問4 酸素欠乏症等を防止するため事業者が講ずべき措置に関する次の記述のうち、労働安全衛生法令上、誤っているものはどれか。
(1)パルプ液を入れたことのあるタンクの内部における作業に労働者を就かせるときは、当該労働者に対し、第2種酸素欠乏危険作業に係る特別の教育を行わなければならない。
(2)穀物の貯蔵のために使用している倉庫の内部において作業を行う場合、当該作業場について、6か月以内ごとに1回、定期に、空気中の酸素の濃度を測定しなければならない。
(3)汚水を入れたことのあるポンプ又はこれに附属する設備の修理を行う場合において、これらの設備を分解する作業に労働者を従事させるときは、硫化水素中毒の防止について必要な知識を有する者のうちから指揮者を選任し、その者に当該作業を指揮させなければならない。
(4)労働者が酸素欠乏症等にかかったときは、遅滞なく、その旨を当該作業を行う場所を管轄する労働基準監督署長に報告しなければならない。
(5)地下室の内部においてプロパンを主成分とするガスの配管を取り外す作業に労働者を従事させるときは、作業を行う場所の空気中の酸素の濃度を18パーセント以上に保つように換気し、又は労働者に空気呼吸器等を使用させなければならない。

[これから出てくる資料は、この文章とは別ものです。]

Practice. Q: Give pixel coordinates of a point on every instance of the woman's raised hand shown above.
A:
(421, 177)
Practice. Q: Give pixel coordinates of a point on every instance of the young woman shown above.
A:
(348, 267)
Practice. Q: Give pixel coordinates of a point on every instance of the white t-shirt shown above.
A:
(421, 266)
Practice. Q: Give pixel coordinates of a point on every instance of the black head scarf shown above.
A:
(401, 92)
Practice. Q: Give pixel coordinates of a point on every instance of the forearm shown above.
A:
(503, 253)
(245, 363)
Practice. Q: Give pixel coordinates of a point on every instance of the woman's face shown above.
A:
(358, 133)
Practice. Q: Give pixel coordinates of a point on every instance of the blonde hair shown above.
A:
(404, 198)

このページは、2015年の労働安全衛生コンサルタント試験の「労働衛生関係法令」問題の解説と解答例を示しています。
解説文中の法令の名称等は、適宜、略語を用いています。また、引用している法令は、読みやすくするために漢数字を算用数字に変更するなどの修正を行い、フリガナ、傍点等は削除しました。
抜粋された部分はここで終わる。